Four weeks into the current fiscal year, Hiller estimates the fund has roughly $8.6 million in cash, $8.7 million in one-year liabilities and $4.4 million in long-term liabilities.
Every year, the town puts some money into the fund, while the town employees put a portion of their salaries into it based on their union contracts. The risk is that more claims will be made during a particular year than town officials had planned for, driving the fund into a deficit.
The deficit hit a high point at the end of the last fiscal year, when it reached $4.9 million, Hiller said. The year before that, the deficit was just over $3 million. But the apparent reduction in the deficit over the past year is seen by Hiller as positive.
"I feel far more comfortable today on the budgetary funding for this fund than I would have, say, a year ago today," he said. "It's getting better. There's still a long way to go, but it's getting better."
How did the deficit
get so deep?
At the end of the 2001-02 fiscal year, the internal service fund had a surplus of $4.6 million, Hiller said. So what happened?
Hiller cites a number of variables. The first, he says, has been rising health-care costs across the nation. Another, he says, is that there was a spike in workman's compensation claims in recent years, especially in the 2008-09 fiscal year.
A third factor involves the creation of OPEB in 2008 and 2009, which pulled $1.9 million in cash out of the fund, but which also reduced the liabilities.
The fourth factor is the broader state of town finances in recent years. "Back in 2002, our debt service budget was less than half what it is today," Hiller said.
Then came a slew of building projects that were financed by issuing bonds.
"You can't have everything," Hiller said. "Part of it was done with the knowledge that if we'd have to rapidly increase the debt picture, we couldn't continue to fund this as aggressively as we had been."
So what's being done?
Despite the deficit, Hiller is quick to point out that the fund has nearly $9 million in cash at present and that it's well prepared to handle any liability risk.
But the town's goal is to have the fund in surplus, he added, which has recently become a priority of the Board of Finance.
"For this current fiscal year, we added funding to that account over and above what the administration requested to," Flynn said.
The board tacked on roughly $250,000 to what the Flatto administration originally requested, Flynn said, because outside experts -- the town's actuaries and contracted insurance consultants -- told the board the earlier contribution numbers weren't enough.
"In previous years, we've been presented with the administration's view," Flynn said. "But because we were concerned over any type of deficit developing in that account, we asked the outside experts to come before our board."
First Selectman Kenneth Flatto said he had originally proposed putting "a bit less" money into the health insurance and workman's compensation accounts.

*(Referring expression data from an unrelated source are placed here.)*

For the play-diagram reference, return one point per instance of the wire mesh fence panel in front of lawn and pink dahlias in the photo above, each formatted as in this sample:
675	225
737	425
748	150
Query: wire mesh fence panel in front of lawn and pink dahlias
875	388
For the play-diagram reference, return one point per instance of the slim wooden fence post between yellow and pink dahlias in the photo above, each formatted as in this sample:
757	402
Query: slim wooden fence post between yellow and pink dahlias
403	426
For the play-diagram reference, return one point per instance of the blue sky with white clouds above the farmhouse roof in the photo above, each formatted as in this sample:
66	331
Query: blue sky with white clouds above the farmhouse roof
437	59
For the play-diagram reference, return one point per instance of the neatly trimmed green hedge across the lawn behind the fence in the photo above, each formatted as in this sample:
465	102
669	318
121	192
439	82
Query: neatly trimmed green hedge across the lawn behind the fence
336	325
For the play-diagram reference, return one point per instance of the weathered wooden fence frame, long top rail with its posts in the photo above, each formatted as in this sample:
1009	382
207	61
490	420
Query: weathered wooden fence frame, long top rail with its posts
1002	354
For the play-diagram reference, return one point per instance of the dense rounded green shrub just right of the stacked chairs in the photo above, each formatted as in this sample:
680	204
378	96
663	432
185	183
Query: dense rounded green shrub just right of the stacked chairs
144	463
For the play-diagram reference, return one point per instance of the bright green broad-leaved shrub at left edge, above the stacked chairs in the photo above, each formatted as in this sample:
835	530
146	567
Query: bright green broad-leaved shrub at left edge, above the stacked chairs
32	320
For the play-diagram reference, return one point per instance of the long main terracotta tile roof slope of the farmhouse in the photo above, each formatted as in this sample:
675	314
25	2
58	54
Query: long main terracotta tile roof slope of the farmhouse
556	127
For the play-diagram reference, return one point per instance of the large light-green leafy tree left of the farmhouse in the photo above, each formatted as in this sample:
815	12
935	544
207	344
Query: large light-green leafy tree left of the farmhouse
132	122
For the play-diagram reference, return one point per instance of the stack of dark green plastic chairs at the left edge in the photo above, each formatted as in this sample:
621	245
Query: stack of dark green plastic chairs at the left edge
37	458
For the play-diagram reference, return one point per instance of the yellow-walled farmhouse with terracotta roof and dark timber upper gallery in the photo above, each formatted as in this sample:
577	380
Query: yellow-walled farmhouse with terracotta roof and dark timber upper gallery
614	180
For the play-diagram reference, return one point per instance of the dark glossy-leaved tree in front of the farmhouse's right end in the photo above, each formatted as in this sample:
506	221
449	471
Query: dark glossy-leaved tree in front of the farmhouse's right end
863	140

The consultants at AON have predicted that health insurance this year will go up 10 percent, Flatto said.
"We're hoping it's not going to increase as much," Flatto said. He also hopes to negotiate "give-backs" on health insurance benefits to save money.
Not too concerned ...
Two companies who weren't fazed by Moody's negative outlook for Fairfield are Fidelity and J.P. Morgan, the winners of a recent bond sale held by the town. The two electronic auctions were for the rights to $25 million and $18.1 million in fresh bonding, and the auctions were very competitive.
As a result, Fairfield locked in historically low interest rates, which Hiller said he was "ecstatic" about. (Fidelity secured a 3.22 percent interest rate for the $25 million in long-term debt; J.P. Morgan a 0.33 percent rate for the $18.1 million in one-year notes.)
The results were helped by the fact that Moody's, Standard & Poor's and Fitch Ratings all issued Fairifeld a triple-A credit rating the week before the sale.
"That is not an insignificant accomplishment in these challenging economic times," Flynn said. "It's something that not just the town government, but the citizens should be proud of."
The market, he added, "isn't too concerned about [the negative outlook]. They priced our bonds so well."